Lands reserved under the National Parks and Wildlife Act 1974 (NPW Act) will generally only be revoked as a last resort and where no other practical options are available. Only the Government (via a Cabinet proposal) and ultimately the NSW Parliament (via an Act of Parliament) can decide if land reserved under the NPW Act can be revoked.
The reasons for requiring a revocation vary but most commonly arise as a result of:
- boundary errors occurring at the time of reservation
- boundary encroachments occurring after reservation
- non-permissible development proposals that require revocation to proceed.
Changing a reserve’s category (‘recategorisation’) generally requires an Act of Parliament. State conservation areas (SCAs) are an exception: an SCA can be changed to a national park or a nature reserve under section 47MA of the NPW Act without an Act of Parliament.
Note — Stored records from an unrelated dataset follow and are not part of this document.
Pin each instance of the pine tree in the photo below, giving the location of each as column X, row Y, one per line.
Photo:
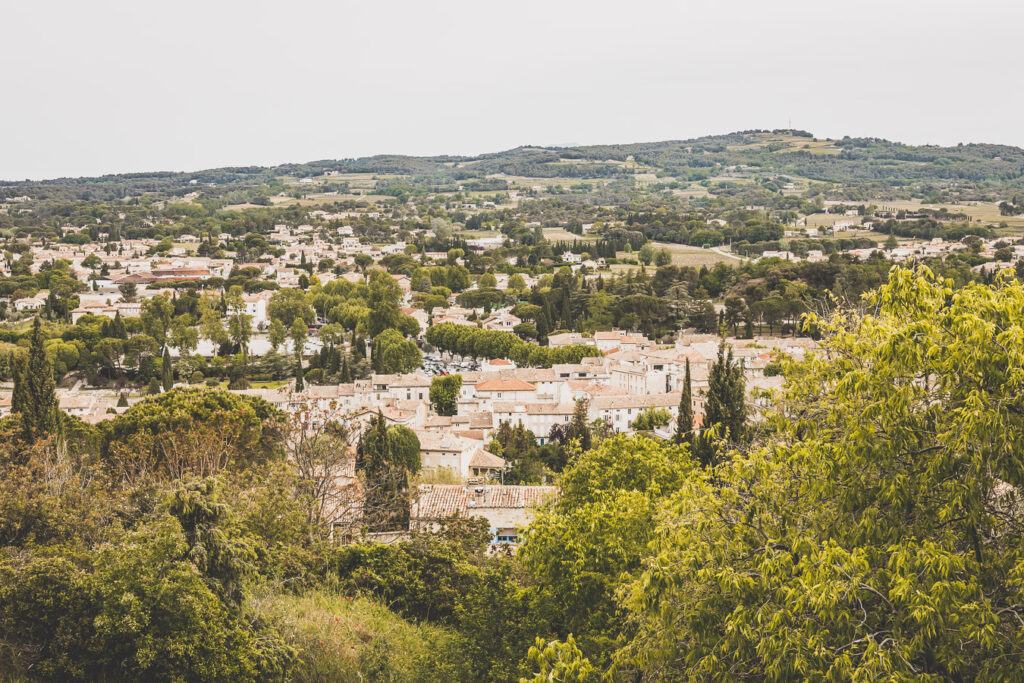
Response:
column 684, row 424
column 167, row 371
column 35, row 391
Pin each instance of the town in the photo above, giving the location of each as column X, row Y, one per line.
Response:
column 500, row 417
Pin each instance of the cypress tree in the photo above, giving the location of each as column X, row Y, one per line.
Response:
column 726, row 404
column 684, row 424
column 118, row 329
column 167, row 371
column 35, row 391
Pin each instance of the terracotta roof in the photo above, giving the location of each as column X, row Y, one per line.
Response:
column 483, row 459
column 509, row 384
column 438, row 501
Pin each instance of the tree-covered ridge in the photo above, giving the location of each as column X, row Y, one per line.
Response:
column 781, row 152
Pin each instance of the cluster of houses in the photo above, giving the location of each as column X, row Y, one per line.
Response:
column 906, row 251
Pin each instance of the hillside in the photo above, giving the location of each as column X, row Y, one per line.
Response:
column 759, row 154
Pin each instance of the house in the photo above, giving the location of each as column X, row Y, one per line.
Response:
column 538, row 418
column 506, row 389
column 255, row 308
column 464, row 457
column 506, row 508
column 501, row 321
column 33, row 302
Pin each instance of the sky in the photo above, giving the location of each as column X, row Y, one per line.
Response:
column 113, row 86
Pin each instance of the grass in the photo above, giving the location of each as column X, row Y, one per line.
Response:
column 561, row 235
column 694, row 256
column 351, row 638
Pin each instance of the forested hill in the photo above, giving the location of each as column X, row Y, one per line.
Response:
column 780, row 152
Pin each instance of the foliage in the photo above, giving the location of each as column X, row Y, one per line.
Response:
column 444, row 393
column 190, row 430
column 475, row 342
column 880, row 536
column 393, row 353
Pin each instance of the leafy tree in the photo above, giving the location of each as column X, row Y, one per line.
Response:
column 156, row 316
column 555, row 660
column 288, row 304
column 582, row 550
column 190, row 431
column 384, row 296
column 167, row 371
column 298, row 334
column 872, row 539
column 393, row 353
column 239, row 324
column 276, row 334
column 646, row 254
column 444, row 393
column 651, row 418
column 384, row 458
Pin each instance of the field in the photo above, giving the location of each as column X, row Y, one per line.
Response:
column 561, row 235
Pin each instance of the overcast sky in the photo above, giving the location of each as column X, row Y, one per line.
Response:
column 109, row 86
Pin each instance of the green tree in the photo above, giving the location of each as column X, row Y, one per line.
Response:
column 444, row 393
column 646, row 253
column 156, row 316
column 276, row 334
column 298, row 335
column 34, row 396
column 384, row 456
column 393, row 353
column 167, row 371
column 725, row 408
column 684, row 423
column 871, row 539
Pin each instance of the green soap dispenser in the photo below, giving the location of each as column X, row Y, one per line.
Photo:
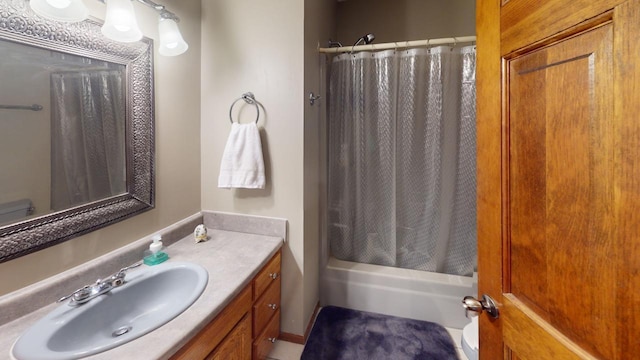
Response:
column 156, row 254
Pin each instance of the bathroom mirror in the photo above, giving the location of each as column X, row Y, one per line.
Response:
column 76, row 129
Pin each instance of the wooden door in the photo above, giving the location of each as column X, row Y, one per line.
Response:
column 559, row 178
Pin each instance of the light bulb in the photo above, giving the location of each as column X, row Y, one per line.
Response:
column 60, row 10
column 171, row 41
column 120, row 23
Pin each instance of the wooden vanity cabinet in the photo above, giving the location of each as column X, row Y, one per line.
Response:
column 266, row 308
column 247, row 327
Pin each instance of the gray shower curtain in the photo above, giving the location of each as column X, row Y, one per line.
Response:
column 88, row 137
column 402, row 159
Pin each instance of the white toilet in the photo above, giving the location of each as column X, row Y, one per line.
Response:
column 470, row 339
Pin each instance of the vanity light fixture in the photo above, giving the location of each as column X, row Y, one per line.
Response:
column 120, row 21
column 60, row 10
column 171, row 41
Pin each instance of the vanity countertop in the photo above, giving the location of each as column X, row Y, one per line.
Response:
column 232, row 260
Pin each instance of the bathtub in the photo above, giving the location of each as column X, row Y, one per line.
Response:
column 399, row 292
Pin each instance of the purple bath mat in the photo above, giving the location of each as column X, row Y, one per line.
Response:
column 345, row 334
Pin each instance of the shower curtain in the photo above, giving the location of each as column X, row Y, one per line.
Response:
column 87, row 137
column 401, row 159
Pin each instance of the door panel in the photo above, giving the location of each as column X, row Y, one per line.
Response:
column 561, row 208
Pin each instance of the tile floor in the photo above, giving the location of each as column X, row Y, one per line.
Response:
column 283, row 350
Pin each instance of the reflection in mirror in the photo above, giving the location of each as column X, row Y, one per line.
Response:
column 69, row 150
column 76, row 129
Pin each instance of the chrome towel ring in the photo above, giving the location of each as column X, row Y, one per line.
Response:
column 249, row 99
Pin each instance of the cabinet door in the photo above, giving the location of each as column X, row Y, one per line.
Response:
column 559, row 178
column 237, row 345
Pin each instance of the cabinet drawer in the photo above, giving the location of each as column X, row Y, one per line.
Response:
column 266, row 307
column 263, row 344
column 268, row 275
column 207, row 339
column 237, row 345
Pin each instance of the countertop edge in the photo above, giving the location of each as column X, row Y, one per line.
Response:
column 226, row 253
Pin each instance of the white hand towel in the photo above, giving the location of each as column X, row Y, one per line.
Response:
column 242, row 163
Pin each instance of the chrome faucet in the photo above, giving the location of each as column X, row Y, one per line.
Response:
column 89, row 292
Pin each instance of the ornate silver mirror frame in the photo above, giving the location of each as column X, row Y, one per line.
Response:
column 19, row 24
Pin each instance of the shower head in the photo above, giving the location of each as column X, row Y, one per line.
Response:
column 368, row 39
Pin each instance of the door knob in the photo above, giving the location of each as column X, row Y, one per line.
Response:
column 474, row 307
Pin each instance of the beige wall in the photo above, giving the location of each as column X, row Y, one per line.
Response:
column 177, row 157
column 260, row 47
column 257, row 46
column 319, row 26
column 398, row 20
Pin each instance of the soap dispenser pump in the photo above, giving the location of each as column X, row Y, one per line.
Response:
column 156, row 254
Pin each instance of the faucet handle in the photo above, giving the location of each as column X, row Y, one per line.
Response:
column 81, row 293
column 118, row 278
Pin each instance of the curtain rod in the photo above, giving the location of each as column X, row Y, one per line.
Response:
column 34, row 107
column 399, row 44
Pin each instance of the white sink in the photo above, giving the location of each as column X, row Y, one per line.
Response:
column 150, row 297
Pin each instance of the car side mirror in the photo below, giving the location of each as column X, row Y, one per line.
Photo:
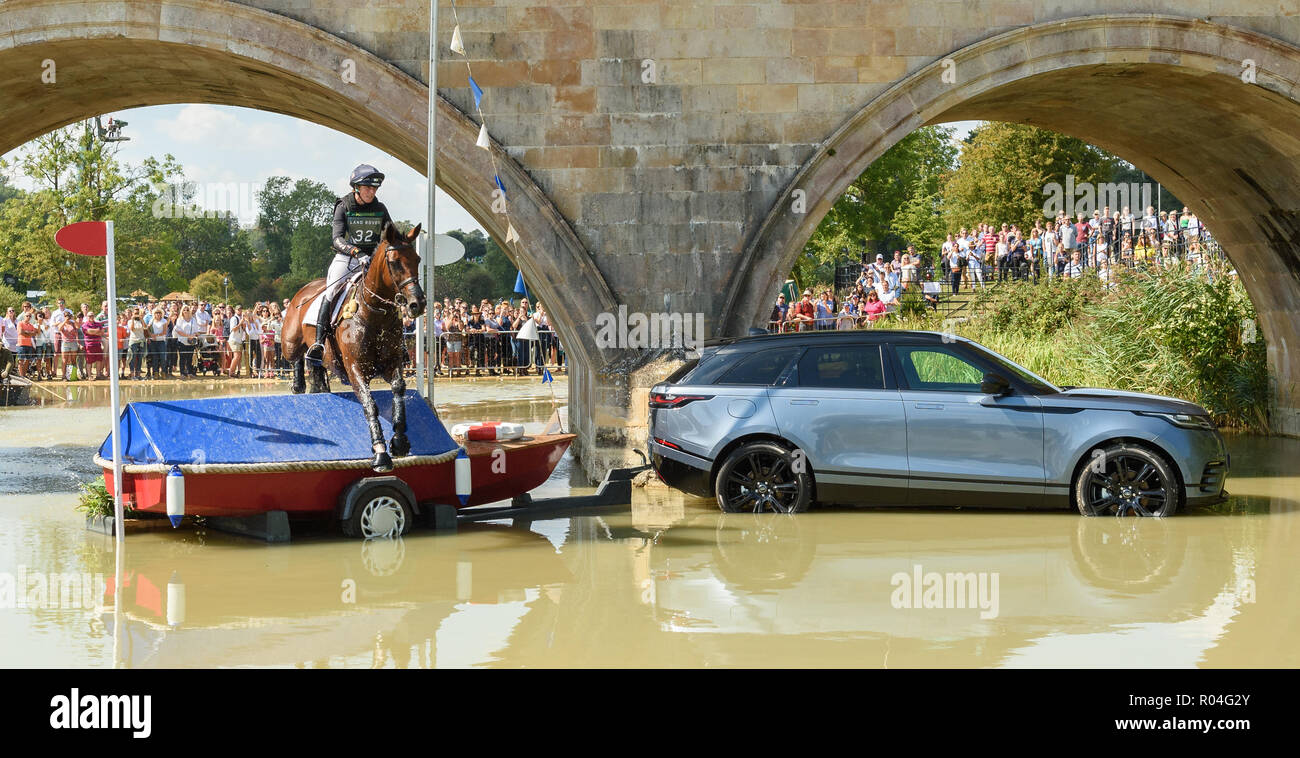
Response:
column 995, row 385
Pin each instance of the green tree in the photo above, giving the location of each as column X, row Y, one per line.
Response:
column 7, row 190
column 919, row 220
column 310, row 250
column 867, row 207
column 209, row 286
column 870, row 203
column 1005, row 172
column 284, row 207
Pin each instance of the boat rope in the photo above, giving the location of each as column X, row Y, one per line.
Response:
column 281, row 466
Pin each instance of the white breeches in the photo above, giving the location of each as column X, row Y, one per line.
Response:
column 339, row 268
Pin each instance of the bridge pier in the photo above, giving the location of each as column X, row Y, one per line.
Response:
column 609, row 408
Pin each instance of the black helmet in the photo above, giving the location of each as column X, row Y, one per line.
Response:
column 365, row 176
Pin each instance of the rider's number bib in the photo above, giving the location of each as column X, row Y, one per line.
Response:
column 364, row 229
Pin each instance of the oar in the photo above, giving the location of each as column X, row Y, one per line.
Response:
column 61, row 399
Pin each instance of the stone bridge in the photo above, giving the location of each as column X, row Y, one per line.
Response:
column 658, row 152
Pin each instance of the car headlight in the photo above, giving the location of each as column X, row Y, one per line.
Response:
column 1184, row 420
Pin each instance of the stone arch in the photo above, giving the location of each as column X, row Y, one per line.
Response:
column 1164, row 91
column 111, row 56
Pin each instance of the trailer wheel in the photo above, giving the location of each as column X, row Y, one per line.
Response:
column 381, row 511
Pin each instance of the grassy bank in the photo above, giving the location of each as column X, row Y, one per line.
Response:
column 1173, row 333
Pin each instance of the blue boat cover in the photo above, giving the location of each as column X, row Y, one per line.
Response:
column 268, row 428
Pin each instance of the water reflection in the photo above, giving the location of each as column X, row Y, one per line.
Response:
column 674, row 583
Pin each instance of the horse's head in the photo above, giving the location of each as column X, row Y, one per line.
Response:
column 402, row 267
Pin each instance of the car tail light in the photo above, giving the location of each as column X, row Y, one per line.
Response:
column 670, row 401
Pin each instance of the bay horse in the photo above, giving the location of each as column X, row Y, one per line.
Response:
column 367, row 345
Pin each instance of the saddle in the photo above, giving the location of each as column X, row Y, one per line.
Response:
column 347, row 302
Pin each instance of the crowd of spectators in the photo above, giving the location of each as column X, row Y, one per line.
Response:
column 878, row 293
column 1061, row 247
column 187, row 339
column 988, row 254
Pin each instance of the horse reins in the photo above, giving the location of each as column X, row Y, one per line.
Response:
column 398, row 289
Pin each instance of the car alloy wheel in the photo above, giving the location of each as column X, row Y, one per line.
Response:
column 1126, row 480
column 761, row 477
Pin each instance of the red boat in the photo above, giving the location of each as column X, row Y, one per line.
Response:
column 308, row 455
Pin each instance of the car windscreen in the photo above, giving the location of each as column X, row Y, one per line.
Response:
column 761, row 367
column 1038, row 385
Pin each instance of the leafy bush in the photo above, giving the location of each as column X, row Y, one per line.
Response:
column 1043, row 308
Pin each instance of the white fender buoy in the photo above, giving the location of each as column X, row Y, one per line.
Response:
column 463, row 484
column 489, row 431
column 174, row 601
column 174, row 496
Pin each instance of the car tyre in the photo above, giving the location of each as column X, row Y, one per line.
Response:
column 761, row 477
column 1126, row 480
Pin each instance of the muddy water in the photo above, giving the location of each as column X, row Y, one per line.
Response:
column 668, row 581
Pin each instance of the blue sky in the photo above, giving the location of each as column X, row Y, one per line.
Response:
column 221, row 143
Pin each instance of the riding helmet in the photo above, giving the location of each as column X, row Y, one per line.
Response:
column 365, row 176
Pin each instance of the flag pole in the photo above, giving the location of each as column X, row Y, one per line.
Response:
column 115, row 390
column 429, row 339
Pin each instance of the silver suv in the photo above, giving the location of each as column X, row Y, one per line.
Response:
column 779, row 421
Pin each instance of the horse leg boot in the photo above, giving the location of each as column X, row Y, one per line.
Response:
column 399, row 445
column 362, row 389
column 299, row 385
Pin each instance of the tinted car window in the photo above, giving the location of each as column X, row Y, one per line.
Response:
column 681, row 372
column 758, row 368
column 848, row 367
column 939, row 369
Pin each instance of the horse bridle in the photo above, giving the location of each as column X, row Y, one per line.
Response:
column 399, row 297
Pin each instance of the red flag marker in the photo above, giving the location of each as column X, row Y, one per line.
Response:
column 85, row 238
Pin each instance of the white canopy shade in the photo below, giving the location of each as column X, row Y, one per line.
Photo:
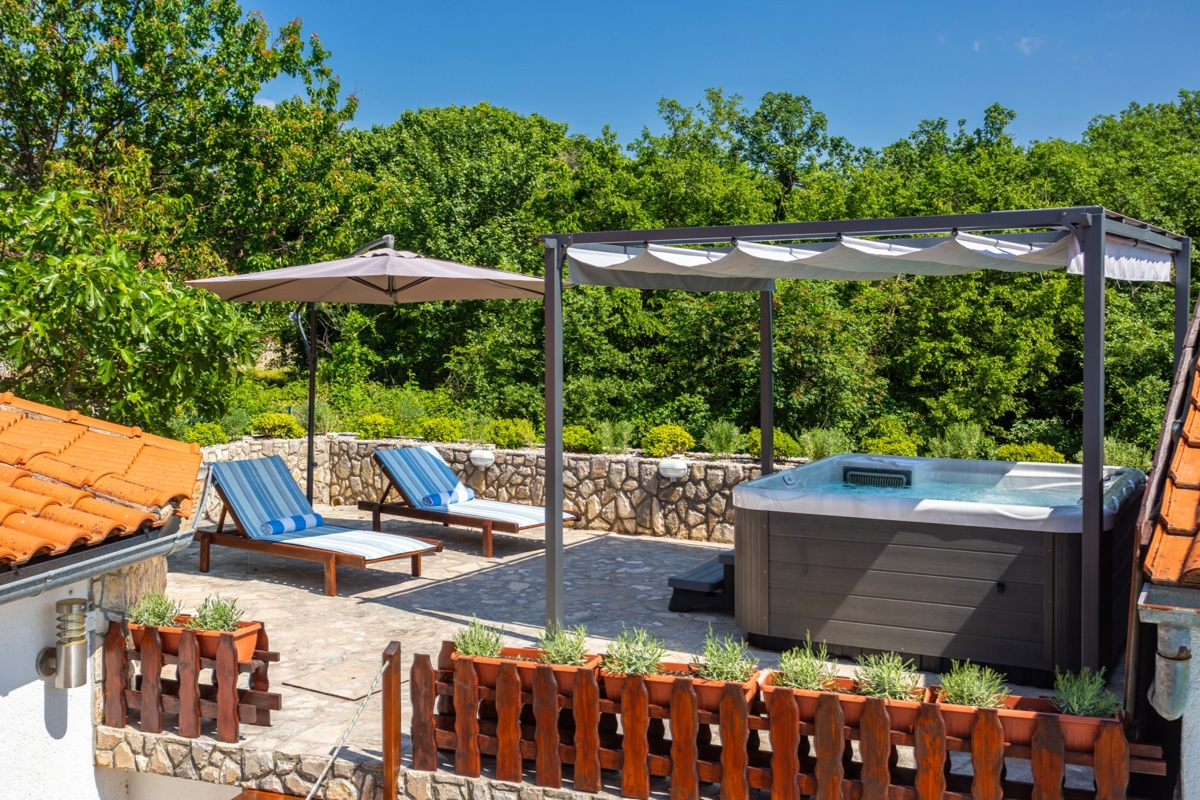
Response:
column 750, row 266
A proposal to change a reserve’s category usually results from better knowledge of a reserve’s natural, cultural and historic values and its recreational activities, or consideration of the future strategic directions for the reserve.
Section 188C of the NPW Act enables the boundary of land reserved or acquired under that Act which adjoins a public road to be adjusted to follow the formed path of the road, or to provide an appropriate setback from the formed road. This allows anomalies between ‘paper roads’ and the constructed road to be resolved. It also means that existing essential road infrastructure such as drainage, signage and traffic control devices that fall within a setback from the road can be excluded from the reserved or acquired land.
These adjustments can be made so long as a significant reduction in the size or value of reserved land does not occur.